Glycerinated rabbit fast skeletal muscle fibers were chemically skinned with 1% Brij 35 and partially depleted of endogenous troponin C subunit (TnC) by exposure of the fibers to EDTA. The TnC-depleted fibers exhibited a decrease in maximal tension that was mostly restored by readdition of TnC or by the addition of the fluorescent 5-dimethylaminonaphthalene-1-sulfonyl aziridine analogue, TnC(Danz). TnC(Danz) is known to undergo an increase in fluorescence intensity when Ca2+ binds to the two low affinity Ca2+-specific regulatory sites of TnC. Steady-state fractional fluorescence and tension changes were measured simultaneously as a function of Ca2+. The Ca2+ sensitivity of the fluorescence curve was about 0.6 log unit greater than the tension curve. This difference in sensitivity could be explained if separate conformational states of TnC, brought about by Ca2+ binding to the Ca2+-specific sites, produce the fluorescence and tension changes.
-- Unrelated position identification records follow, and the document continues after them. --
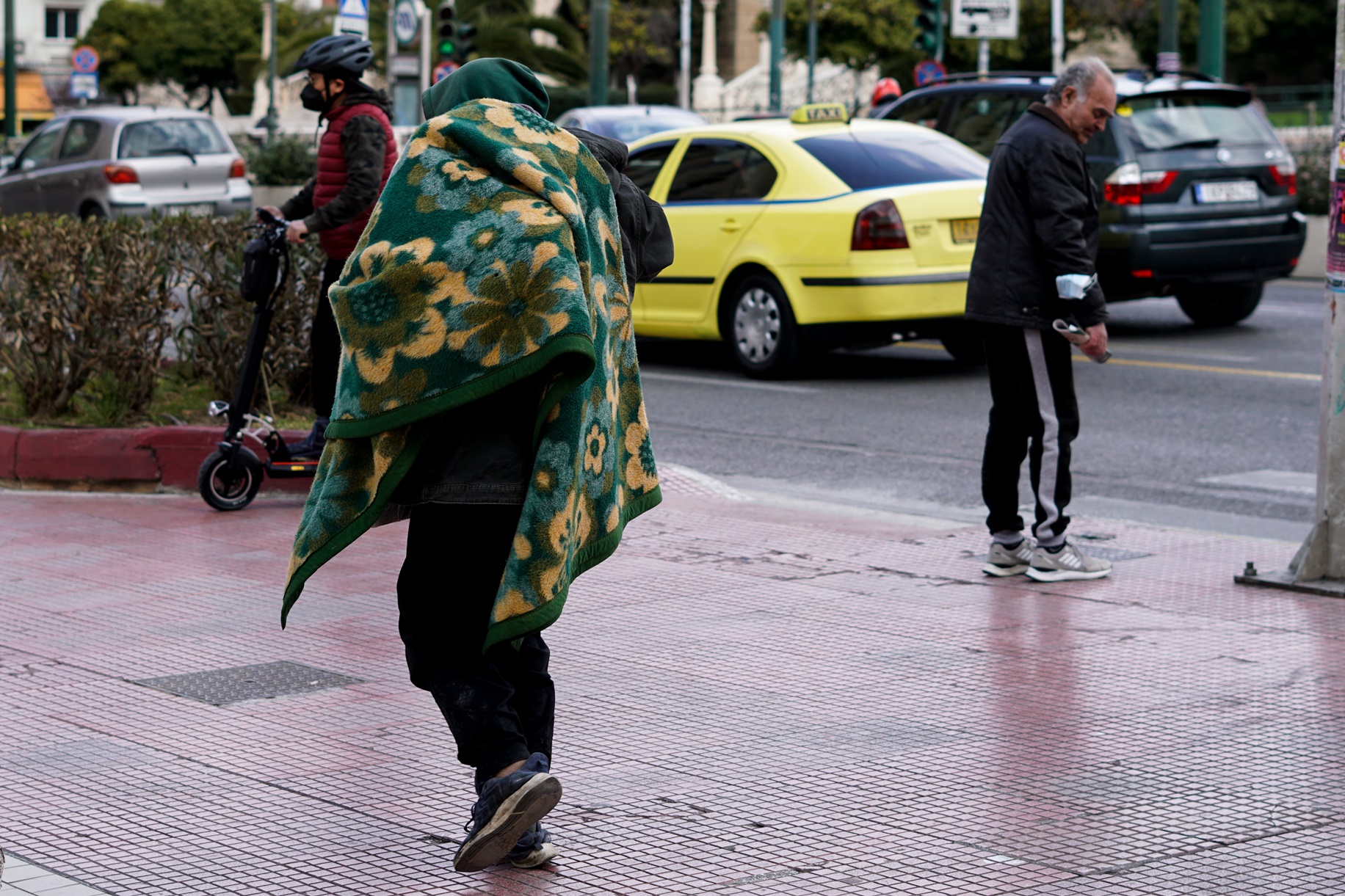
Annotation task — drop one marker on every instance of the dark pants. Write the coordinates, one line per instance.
(501, 705)
(325, 343)
(1034, 413)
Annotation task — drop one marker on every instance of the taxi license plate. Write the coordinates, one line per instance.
(197, 209)
(966, 229)
(1227, 192)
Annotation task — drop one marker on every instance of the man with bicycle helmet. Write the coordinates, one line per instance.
(355, 155)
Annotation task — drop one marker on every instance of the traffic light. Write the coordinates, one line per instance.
(447, 30)
(465, 40)
(928, 22)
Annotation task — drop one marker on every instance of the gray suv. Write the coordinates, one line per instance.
(1199, 195)
(127, 161)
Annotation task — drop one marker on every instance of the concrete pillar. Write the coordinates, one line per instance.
(708, 84)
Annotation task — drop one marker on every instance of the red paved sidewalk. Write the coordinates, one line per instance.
(751, 702)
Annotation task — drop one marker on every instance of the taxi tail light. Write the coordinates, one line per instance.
(1128, 185)
(879, 226)
(120, 174)
(1286, 175)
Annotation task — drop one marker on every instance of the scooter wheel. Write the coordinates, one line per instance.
(229, 490)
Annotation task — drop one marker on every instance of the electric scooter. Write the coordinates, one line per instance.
(232, 476)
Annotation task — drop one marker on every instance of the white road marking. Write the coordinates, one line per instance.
(1270, 481)
(724, 381)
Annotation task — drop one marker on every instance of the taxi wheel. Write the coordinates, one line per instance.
(760, 327)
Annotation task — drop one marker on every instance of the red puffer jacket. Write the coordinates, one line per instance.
(341, 241)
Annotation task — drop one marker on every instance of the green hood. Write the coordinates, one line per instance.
(487, 80)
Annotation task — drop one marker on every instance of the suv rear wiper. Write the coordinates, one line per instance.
(175, 151)
(1208, 143)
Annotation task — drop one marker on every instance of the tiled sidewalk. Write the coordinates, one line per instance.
(751, 702)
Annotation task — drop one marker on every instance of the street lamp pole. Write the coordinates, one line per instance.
(1320, 564)
(599, 11)
(11, 76)
(776, 50)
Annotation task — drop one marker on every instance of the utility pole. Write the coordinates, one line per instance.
(272, 116)
(1211, 50)
(776, 50)
(813, 43)
(11, 76)
(1320, 564)
(599, 12)
(1169, 56)
(1057, 35)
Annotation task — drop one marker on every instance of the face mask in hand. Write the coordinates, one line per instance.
(313, 100)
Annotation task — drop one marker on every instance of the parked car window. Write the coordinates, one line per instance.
(982, 117)
(40, 148)
(721, 170)
(81, 136)
(1192, 121)
(921, 111)
(168, 136)
(645, 166)
(869, 159)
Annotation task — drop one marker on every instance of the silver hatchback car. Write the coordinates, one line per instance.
(127, 161)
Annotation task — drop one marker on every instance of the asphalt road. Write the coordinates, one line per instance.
(1201, 428)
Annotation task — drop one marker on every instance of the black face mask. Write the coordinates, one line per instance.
(313, 100)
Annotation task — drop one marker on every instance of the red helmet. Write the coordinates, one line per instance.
(885, 89)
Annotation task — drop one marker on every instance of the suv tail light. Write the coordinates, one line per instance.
(120, 174)
(1128, 185)
(879, 226)
(1285, 175)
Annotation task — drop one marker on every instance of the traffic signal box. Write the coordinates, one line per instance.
(454, 40)
(928, 26)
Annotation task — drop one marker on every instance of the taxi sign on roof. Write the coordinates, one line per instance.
(819, 112)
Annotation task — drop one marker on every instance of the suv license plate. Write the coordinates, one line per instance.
(966, 229)
(1227, 192)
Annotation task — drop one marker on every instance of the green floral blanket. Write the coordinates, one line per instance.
(491, 256)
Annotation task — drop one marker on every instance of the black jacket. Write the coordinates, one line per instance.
(646, 237)
(1039, 221)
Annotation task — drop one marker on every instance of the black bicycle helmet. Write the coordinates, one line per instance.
(344, 53)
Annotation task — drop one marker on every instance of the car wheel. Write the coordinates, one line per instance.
(228, 489)
(965, 346)
(1220, 305)
(760, 327)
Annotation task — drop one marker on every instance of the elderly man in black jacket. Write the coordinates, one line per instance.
(1036, 263)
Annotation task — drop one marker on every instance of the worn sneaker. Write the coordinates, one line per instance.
(504, 810)
(1065, 564)
(534, 848)
(1008, 561)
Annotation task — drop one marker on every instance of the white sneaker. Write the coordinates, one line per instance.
(1008, 563)
(1067, 564)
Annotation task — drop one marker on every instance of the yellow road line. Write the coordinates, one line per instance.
(1243, 371)
(1169, 365)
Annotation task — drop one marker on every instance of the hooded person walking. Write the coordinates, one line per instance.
(490, 387)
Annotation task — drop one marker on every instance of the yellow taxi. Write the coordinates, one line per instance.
(810, 233)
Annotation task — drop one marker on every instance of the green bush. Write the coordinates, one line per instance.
(286, 161)
(84, 305)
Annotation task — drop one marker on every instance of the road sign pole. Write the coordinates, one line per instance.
(11, 76)
(272, 116)
(1211, 50)
(1320, 564)
(813, 43)
(599, 11)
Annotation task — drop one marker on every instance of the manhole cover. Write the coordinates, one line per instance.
(220, 686)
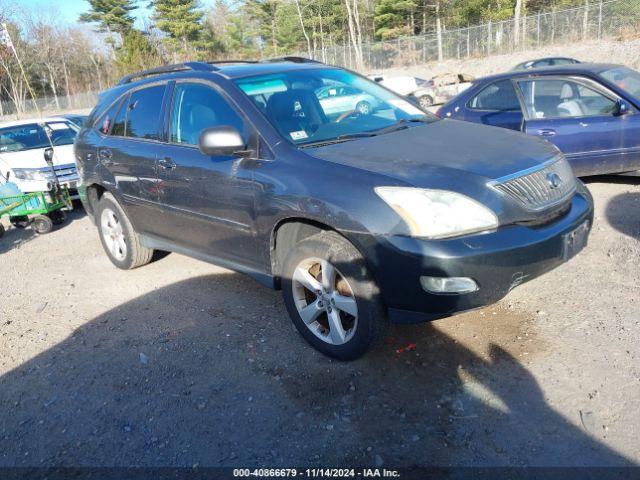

TnC-depleted fibers were also reconstituted with the fluorescent 2-[(4'-iodoacetamido)analino] naphthalene-6-sulfonic acid analogue, cardiac TnC(Iaans), which undergoes an increase in fluoresence intensity when Ca2+ binds to the single Ca2+-specific regulatory site. The steady-state fractional fluorescence and tension curves for fibers reconstituted with cardiac TnC(Iaans) had nearly the same Ca2+ sensitivity. The steady-state fractional fluorescence of myofibrils reconstituted with TnC(Danz) was found to have a greater sensitivity to Ca2+ than the simultaneously measured ATPase. In all cases paired fractional fluorescence and activity curves tended to have parallel dependence on Ca2+. These procedures make it possible to study the Ca2+ binding properties of the Ca2+-specific sites in intact myofibrils and skinned fibers; the results presented suggest that the Ca2+ affinity of the Ca2+-specific sites of troponin are reduced in the thin filament compared to that of troponin in solution.

Original languageEnglish
Pages (from-to)15883-15890
Number of pages8
JournalJournal of Biological Chemistry
Volume261
Issue number34
StatePublished - Dec 1 1986
Externally publishedYes

Fingerprint

Troponin C
Myofibrils
Skeletal Muscle Fibers
Muscle
Fibers
Fluorescence
Troponin
Sulfonic Acids
Edetic Acid
Adenosine Triphosphatases

ASJC Scopus subject areas

  • Biochemistry

Cite this

Fast skeletal muscle skinned fibers and myofibrils reconstituted with N-terminal fluorescent analogues of troponin C. / Zot, H. G.; Guth, K.; Potter, J. D.

In: Journal of Biological Chemistry, Vol. 261, No. 34, 01.12.1986, p. 15883-15890.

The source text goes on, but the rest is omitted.